C. Metode M. Quraish Shihab dalam Menafsirkan Al-Qur’an
Dalam perkembangan ilmu tafsir secara umum paling tidak terdapat empat macam metode tafsir, yaitu: metode ijmali (Global), metode tahlli (analitis, metode muqaranmaudhu’i (tematik). Maka untuk lebih jelasnya, penulis berusaha menguraikan secara singkat masing-masing metode tersebut, sebagai berikut: (perbandingan), dan metode
a.   Metode ijmali adalah menafsiran ayat al-Qur’an dengan cara mengemukakan makna ayat secara global. Sistematikanya mengikuti urutan surat al-Qur’an, sehingga makna-maknanya saling berhubungan. Penyajiannya menggunakan ungkapan yang diambil dari al-Qur’an sendiri dengan menambahkan kalimat penghubung, sehingga memudahkan para pembaca dalam memahaminya. Dalam metode ini, mufassir juga meneliti, mengkaji dan menyajikan asbabun nuzulnya ayat dengan meneliti hadis yang berhubungan dengannya, sejarah dan asar dari salaf as-Salih.

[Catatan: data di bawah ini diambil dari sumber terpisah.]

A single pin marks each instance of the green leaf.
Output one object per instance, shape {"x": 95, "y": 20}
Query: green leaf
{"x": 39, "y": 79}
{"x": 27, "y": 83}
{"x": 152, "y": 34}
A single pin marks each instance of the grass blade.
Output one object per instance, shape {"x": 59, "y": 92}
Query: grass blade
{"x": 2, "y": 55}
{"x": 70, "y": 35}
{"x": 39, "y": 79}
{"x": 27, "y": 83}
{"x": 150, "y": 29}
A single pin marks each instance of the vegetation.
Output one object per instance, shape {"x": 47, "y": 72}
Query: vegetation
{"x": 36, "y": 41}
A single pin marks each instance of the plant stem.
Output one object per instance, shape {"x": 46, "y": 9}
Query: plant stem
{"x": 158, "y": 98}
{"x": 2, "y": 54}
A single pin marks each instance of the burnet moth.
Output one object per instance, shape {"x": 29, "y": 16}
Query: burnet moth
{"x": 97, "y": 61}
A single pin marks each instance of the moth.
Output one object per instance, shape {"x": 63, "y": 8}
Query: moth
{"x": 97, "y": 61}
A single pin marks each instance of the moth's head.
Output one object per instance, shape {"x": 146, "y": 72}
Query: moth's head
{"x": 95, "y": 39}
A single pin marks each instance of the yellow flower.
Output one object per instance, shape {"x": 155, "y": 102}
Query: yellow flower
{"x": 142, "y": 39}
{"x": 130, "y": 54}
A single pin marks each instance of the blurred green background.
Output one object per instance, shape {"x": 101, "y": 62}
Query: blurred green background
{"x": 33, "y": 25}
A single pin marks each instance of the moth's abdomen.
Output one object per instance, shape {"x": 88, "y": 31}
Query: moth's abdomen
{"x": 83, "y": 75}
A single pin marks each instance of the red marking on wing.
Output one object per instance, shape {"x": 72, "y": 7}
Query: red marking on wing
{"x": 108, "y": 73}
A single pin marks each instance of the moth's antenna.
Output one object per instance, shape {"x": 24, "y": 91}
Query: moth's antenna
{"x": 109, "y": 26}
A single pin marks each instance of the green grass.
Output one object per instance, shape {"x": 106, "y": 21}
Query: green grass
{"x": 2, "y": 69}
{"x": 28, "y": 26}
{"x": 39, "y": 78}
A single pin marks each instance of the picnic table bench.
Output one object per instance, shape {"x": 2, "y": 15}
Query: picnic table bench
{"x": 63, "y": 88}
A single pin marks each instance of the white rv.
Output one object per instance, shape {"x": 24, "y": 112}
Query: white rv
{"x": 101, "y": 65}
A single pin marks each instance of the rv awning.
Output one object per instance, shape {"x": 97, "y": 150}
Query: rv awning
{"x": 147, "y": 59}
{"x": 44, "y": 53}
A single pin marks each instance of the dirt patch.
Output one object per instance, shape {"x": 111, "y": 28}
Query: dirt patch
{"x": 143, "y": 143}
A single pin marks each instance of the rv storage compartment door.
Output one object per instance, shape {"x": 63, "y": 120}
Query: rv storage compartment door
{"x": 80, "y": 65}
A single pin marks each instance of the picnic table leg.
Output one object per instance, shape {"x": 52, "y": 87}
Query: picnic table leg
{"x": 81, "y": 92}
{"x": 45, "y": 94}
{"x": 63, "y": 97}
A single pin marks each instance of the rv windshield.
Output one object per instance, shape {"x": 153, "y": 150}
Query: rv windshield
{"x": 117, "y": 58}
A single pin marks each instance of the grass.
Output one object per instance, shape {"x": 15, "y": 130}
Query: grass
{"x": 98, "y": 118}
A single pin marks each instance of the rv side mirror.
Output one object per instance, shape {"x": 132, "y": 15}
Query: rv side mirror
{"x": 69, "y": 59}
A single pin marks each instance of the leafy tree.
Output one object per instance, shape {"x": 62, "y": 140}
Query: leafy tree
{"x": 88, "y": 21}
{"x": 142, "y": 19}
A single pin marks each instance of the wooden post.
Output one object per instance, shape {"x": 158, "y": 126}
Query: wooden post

b.  Metode tahlili yaitu suatu metode yang menjelaskan makna-makna yang dikandung al-Qur’an yang urutannya disesuaikan dengan tertib ayat yang ada dalam mushaf al-Qur’an. Penjelasan makna-makna tersebut, bisa makna kata atau penjelasan umumnya, susunan kalimatnya, asbabun nuzulnya serta keterangan yang dikutip dari nabi, sahabat maupun tabi'in.
c.   Metode muqaran yaitu menafsirkan ayat dengan cara perbandingan. Perbandingan ini meliputi tiga hal yakni: perbandingan antar ayat, perbandingan antara ayat al-Qur’an dengan hadis dan perbandingan penafsiran antar mufassir.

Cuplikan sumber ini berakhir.